LLM Tools & MCP - What are they and how to get started?
LLMs, as powerful as they are, have a few disadvantages common to all of them:
1. Their knowledge and information are
limited by their training data and, hence, are unaware of any new developments
post a specific date.
2. They, by themselves, are unable to take
any action based on the reasoning they have developed.
This is where the concept of tools comes
in to address both of these issues. Tools are callable interfaces that can be
bound to an LLM. These can be functions, APIs, scripts, system calls, or
anything callable, whose interface we expose to the LLM.
Let’s consider a function for simplicity.
When a tool gets bound to an LLM, we pass the function's name, its description,
and the input parameters it takes, along with their data type and description,
etc., to the LLM. From this data, especially the description, the LLM is now
given context about the existence of a function that can be called to retrieve
certain information or take some action.
Based upon the user input, if deemed
necessary, the LLM will decide to invoke the tool. The tool will then execute
some action, which may/may not have a lasting impact, and return some
information. The tool’s returned output gets added to the conversation list as
a tool message and gives new context about the tool’s impact and/or gives the
LLM the information it was looking for. Based on this new information, LLM then
continues the conversation with a message to the user.
Features currently available on the chat
website of popular LLMs, such as searching the web, running code, and giving
its output, etc., are done through tool calls.
The introduction of tools has enabled
Agentic workflows and has been an incredible step forward in the field of AI.
One of the most prominent developments related to this is the concept of model
context protocol (MCP).
MCP:
Similar to how a server exposes a set of
APIs, performing some related operations, to a client, it would be very useful
to be able to package a bunch of LLM tools into a server and expose a similar
API to an LLM to give the LLM access to a whole range of related operations.

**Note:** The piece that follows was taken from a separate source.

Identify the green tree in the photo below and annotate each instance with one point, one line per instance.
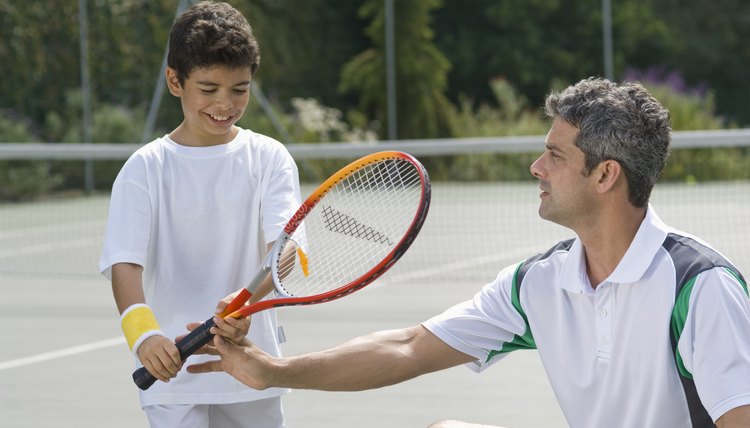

This would enable any LLM to easily connect to this server of tools and
instantly obtain the ability to perform all of the actions and retrieve all of
the information provided by that tool server.
Similar to how we have a standardised
HTTP/REST protocol for clients to interact with server APIs, a standardised
protocol for LLMs to connect with such a tool server would also be extremely
useful. This would enable anybody to connect to any server in a standardised
way without having to write separate code to connect to each different server.
This creates a plug-and-play sort of
infrastructure where any LLM can just plug into a tool server when needed,
disconnect, and connect to another tool server easily.
This is exactly what MCP enables. As
stated in the official documentation itself, it is like USB for AI. It provides
us standardised protocol to create MCP servers that host tools and MCP clients that
can connect to the servers simply by giving them the URL corresponding to this.
MCP actually goes a couple of steps beyond
this by being able to access resources, which are simply stores of information,
and even prompt templates in them.
For communicating between MCP servers and
clients, MCP uses JSON-RPC 2.0 as its protocol, which itself can be done via 2
transport modes - HTTP and stdio.
Stdio transport can be used when both the
client and server share a process boundary, often on the same machine, and
hence can speak via stdin/stdout, i.e., the terminal. This also means you need
to be careful while making any print statements in your code, since they will
end up messing with their communication. You’ll have to use logging libraries
or any other method to send logs to a non-stdio file.
The real power of MCP is in its HTTP
transport. In this transport mode, MCP is offered as a higher-application-level
protocol on top of the HTTP protocol in order to connect remote servers and
clients via the Internet.
As I conclude, I would highly recommend
getting your hands dirty with all of these things, as it leads to a much better
understanding of what it actually does. Langgraph is a good framework for
orchestrating LLM workflows and tool calls, and fastmcp is a good package to
implement a quick MCP service and clients over either transport mode.